- Born: Joan Nicolette Roeg 9 February 1925 Marylebone, London, England
- Died: 5 November 1987 (aged 62)
- Occupation(s): Actress, singer
- Years active: 1940s–1970s
- Spouses: Leslie Lyons ​(m. 1946)​; Barry Sinclair ​(m. 1949)​;
- Children: Belinda Sinclair
- Relatives: Nicolas Roeg (brother)

= Nicolette Roeg =

British actress and singer (1925–1987)

Joan Nicolette Roeg (9 February 1925 – 5 November 1987) was a British stage, film and television actress and singer, active from the mid-1940s to the 1970s. She appeared in several British films and many television series, She was the older sister of cinematographer and film director Nicolas Roeg.

== Early life ==
Nicolette Roeg was born on 9 February 1925 in Marylebone, London, the daughter of Jack Nicolas Roeg and Mabel Gertrude (née Silk). Her younger brother was Nicolas Roeg (1928–2018), who became one of Britain's leading cinematographers and film directors.

== Career ==
Roeg began her acting career in post-war British cinema and stage productions. Her earliest known film credit is Home Sweet Home (1945), for which she was described as "Nicolette Roeg, the singing ingénue of Home Sweet Home". She also worked in cabaret, musicals and drama as well as radio and TV, including several early TV shows, such as Granada's Two's Company in 1956.

She later starred as Nancy in Oliver! at the New Theatre in London between 1963 and 1966. For the Decca recording of Belle, or, The Ballad of Doctor Crippen (1961) in which she appeared, Broadway.com commented that the "catchiest tune is 'Meet Me at the Strand,' delivered by the Bedford's principal lady, Jenny, played by belter Nicolette Roeg, who would go on to several years of duty as Oliver!s Nancy."
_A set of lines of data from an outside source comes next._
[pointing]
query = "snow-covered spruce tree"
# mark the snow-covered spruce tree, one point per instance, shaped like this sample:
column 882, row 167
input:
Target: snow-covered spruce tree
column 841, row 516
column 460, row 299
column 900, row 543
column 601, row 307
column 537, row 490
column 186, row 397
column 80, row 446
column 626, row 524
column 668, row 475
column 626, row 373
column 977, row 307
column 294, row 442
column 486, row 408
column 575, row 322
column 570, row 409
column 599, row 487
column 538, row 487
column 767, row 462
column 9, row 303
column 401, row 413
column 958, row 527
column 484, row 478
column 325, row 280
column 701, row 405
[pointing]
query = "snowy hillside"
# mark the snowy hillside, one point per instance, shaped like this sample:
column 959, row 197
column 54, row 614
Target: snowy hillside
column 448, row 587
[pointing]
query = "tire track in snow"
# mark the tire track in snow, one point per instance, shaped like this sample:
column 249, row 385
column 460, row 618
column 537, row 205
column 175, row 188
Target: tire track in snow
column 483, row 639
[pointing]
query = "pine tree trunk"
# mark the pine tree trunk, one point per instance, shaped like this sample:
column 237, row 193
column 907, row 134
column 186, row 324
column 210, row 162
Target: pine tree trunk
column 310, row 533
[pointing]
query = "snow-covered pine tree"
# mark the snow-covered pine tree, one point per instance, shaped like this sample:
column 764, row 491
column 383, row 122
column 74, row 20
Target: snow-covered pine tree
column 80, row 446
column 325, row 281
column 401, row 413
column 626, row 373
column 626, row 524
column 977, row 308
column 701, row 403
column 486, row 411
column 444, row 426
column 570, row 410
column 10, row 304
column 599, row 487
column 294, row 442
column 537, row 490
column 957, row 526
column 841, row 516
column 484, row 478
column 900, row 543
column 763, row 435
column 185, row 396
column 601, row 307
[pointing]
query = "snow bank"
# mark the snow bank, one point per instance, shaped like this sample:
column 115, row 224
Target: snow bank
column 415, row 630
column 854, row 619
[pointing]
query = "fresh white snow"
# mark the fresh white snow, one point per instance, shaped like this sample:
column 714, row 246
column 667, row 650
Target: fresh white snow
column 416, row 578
From the 1950s to the 1970s she worked steadily in British television, often in small character roles.
Among the programmes in which she appeared are Z-Cars, On the Buses, The Onedin Line, Dixon of Dock Green, and the BBC science-fiction series Survivors. She also appeared in Blake's 7.

== Selected appearances ==
=== Theatre ===
- Madame Louise (1946), Bristol Hippodrome and Kings Theatre, Southsea, as Penny
- The Happy Marriage (1953), Theatre Royal, Bath, Dudley Hippodrome
- Belle, or, The Ballad of Doctor Crippen (1961), Strand Theatre, London, as Jenny Pearl
- Fiorello! (original West End production, 1962), Bristol Old Vic – Theatre Royal, Piccadilly Theatre, London, as Marie Fischer
- Oliver! (1963–1966), New Theatre, as Nancy
- The Country Wife (1968), New Theatre, Oxford, Alexandra Theatre, Birmingham, as Mrs Dainty Fidget
- Relatively Speaking (1969), Watford Palace Theatre, as Sheila

=== Film ===
- Home Sweet Home (1945), as Jacqueline Chantry
- Under New Management (1946), as Brenda Evans
- I'll Turn to You (1946), as Flora Fenton
- All the Right Noises (1970), as Millie

=== Radio ===
- Afternoon Theatre – "A Dead Man on Leave. The Life, Times and Death of Eugen Levini, 1883-1919" (1974), as singer

=== Television ===
- The Passing Show: Part 3: 1920-1929: The Turbulent Twenties (1951), as Vicky Schofield
- Z-Cars, series 6, episodes 345 & 346, "Give and Take" (1970), as Patsy Cartright
- Dixon of Dock Green, series 16, episode 2, "Breaking Point" (1969), as Miss Singer
- On the Buses, series 6, episode 6, "Bye Bye Blakey" (1972), as The Lady Doctor
- The Onedin Line (1970s) as Ada Gamble
- Survivors, series 3, episode 7, "The Peacemaker" (1977), as Blossom
- The Expert, series 3, episode 2, "Where Are You Going?" (1971), as Pamela Rowlandson
- Blake's 7, series 2, episode 11, "Gambit" (1979), as Chenie

and many others.

== Personal life ==
Roeg married Leslie Lyons in 1946. She married actor Barry Sinclair on 8 July 1949. Their daughter, Belinda Sinclair (born 1950), also became an actress.

== Death ==
Roeg died on 5 November 1987, aged 62.